Thermoelectric cooling becomes fit for microtechnology

November 28, 2018 //By Christoph Hammerschmidt
Thermoelectric cooling becomes fit for microtechnology
With increasing clock frequency, the cooling of microchips becomes more and more a challenge for developers. An ideal cooling device would be best applied to the chip itself. Scientists have now succeeded in miniaturizing and improving thermoelectric components so that they can be integrated into microchips. The researchers speak of a decisive step towards the broad application of thermoelectric components in microtechnology.

Thermoelectric materials can convert heat into electrical energy or, conversely, can be used as environmentally friendly cooling elements. In many industrial processes, energy loss occurs in the form of waste heat, which can be converted into electrical energy by thermoelectric generators. This also provides an additional power source in these systems. Another particularly attractive area of application for thermoelectric materials is the cooling of microelectronic components, for example in processors or in heat management in organ implants. To achieve this, thermoelectric generators must be compatible with modern microelectronic systems. In addition, the manufacturing process must be able to be integrated into the established chip production processes. All this has so far proved to be very difficult, so that a broad application of microthermoelectric components has not yet taken place.

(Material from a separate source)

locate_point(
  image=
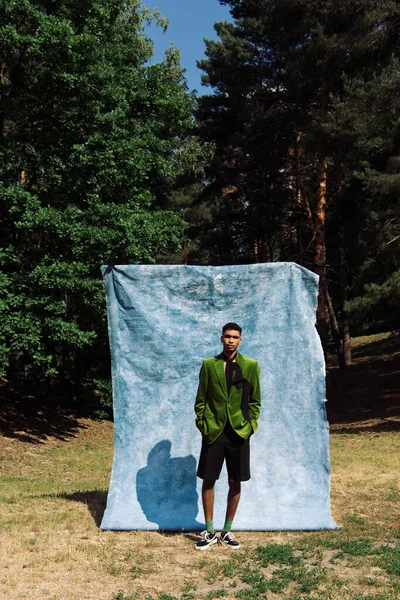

Now there is a new promising advance from researchers at the Leibniz Institute for Solid State and Materials Research Dresden (IFW) . They introduced an important innovation into the deposition process of the thermoelectric bismuth tellurium compound. An additional gold electrolyte bath immediately after deposition forms a protective gold layer on the thermoelectric elements. This interface considerably reduces the resistance between the thermoelectric material and the contact layer, which has a very positive effect on efficiency and functional stability in endurance tests. The microthermoelectric components produced in this way have very fast reaction times of only one millisecond and a high reliability of more than 10 million cycles and over 30 days of stable cooling performance. In the opinion of the researchers involved, the improvement of these parameters represents a decisive step towards the broad application of thermoelectric components.